What is Chinese herbal medicine?
Chinese herbal medicine takes a holistic approach to understanding normal function and disease processes and focuses as much on the prevention of illness as on the treatment. Most diseases or illnesses present with a core set of recognizable signs and symptoms, but the actual presentation of a particular disease or illness will vary from person to person, depending on their unique constitution and circumstances. For this reason, people with similar health conditions may be provided with quite different Chinese herbal medicine prescriptions.
A qualified practitioner is able to prescribe a Chinese herbal formula that specifically matches and treats your individual health problem. As your condition changes and improves with treatment, the Chinese herbal treatment is also adjusted and modified until the desired health outcome is achieved. A good formula rarely causes side effects. In fact, most patients find improvement in areas that seem unrelated to their chief complaint.
Today, there are more than 450 substances commonly used in Chinese herbal medicine – most are of plant origin though some animal and mineral substances may also be used.

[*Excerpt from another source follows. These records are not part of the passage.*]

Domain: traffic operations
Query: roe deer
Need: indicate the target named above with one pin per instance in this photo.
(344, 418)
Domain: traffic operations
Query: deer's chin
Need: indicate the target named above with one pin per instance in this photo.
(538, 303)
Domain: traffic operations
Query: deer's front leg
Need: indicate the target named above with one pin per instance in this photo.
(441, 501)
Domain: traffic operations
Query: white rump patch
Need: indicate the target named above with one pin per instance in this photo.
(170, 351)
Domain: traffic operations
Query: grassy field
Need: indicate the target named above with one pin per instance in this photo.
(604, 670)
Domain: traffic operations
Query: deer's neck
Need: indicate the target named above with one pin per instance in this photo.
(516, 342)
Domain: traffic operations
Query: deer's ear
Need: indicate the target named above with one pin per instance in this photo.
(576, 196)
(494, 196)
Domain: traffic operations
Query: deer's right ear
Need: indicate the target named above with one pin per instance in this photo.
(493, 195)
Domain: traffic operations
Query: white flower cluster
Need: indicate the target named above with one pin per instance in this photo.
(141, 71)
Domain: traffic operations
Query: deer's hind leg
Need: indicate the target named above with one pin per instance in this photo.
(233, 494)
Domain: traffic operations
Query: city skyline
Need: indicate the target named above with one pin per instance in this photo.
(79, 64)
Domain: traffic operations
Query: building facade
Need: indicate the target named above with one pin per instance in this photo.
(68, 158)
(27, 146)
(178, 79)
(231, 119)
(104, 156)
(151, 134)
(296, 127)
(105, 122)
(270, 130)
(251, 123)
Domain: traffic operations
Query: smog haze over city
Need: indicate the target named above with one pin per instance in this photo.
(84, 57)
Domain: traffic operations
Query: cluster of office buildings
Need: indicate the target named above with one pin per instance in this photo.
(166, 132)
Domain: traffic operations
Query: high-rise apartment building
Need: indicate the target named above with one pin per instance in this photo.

Chinese herbal medicines are typically compounded into formulas, which take into account the individual therapeutic action of each herb and well as the effects when combined together. A well-constructed formula maximizes the effectiveness for treating a particular condition, while counteracting and minimizing the unwanted effects of an individual herb.
Are Chinese herbs safe?
Yes. But only when prescribed by a qualified herbalist and when the herbs have been tested for heavy metals, pesticides and species authenticity. Suzanne only works with pharmacies and supplement distributers that can provide third party testing for their herbal products to ensure safety and correct species use. There are many products out there that are neither well regulated nor tested, and therefore Suzanne will often recommend specific brands of supplements or specific pharmacies from which to purchase them.
What form of payment do you accept and do you take insurance?
Suzanne accepts cash, check or any credit cards. She is out of network for most major insurance plans. To check if you have coverage, she will take down all your insurance information and confirm it for you. Patients will be expected to pay for the first visit at the time of service and then will be reimbursed once coverage is confirmed.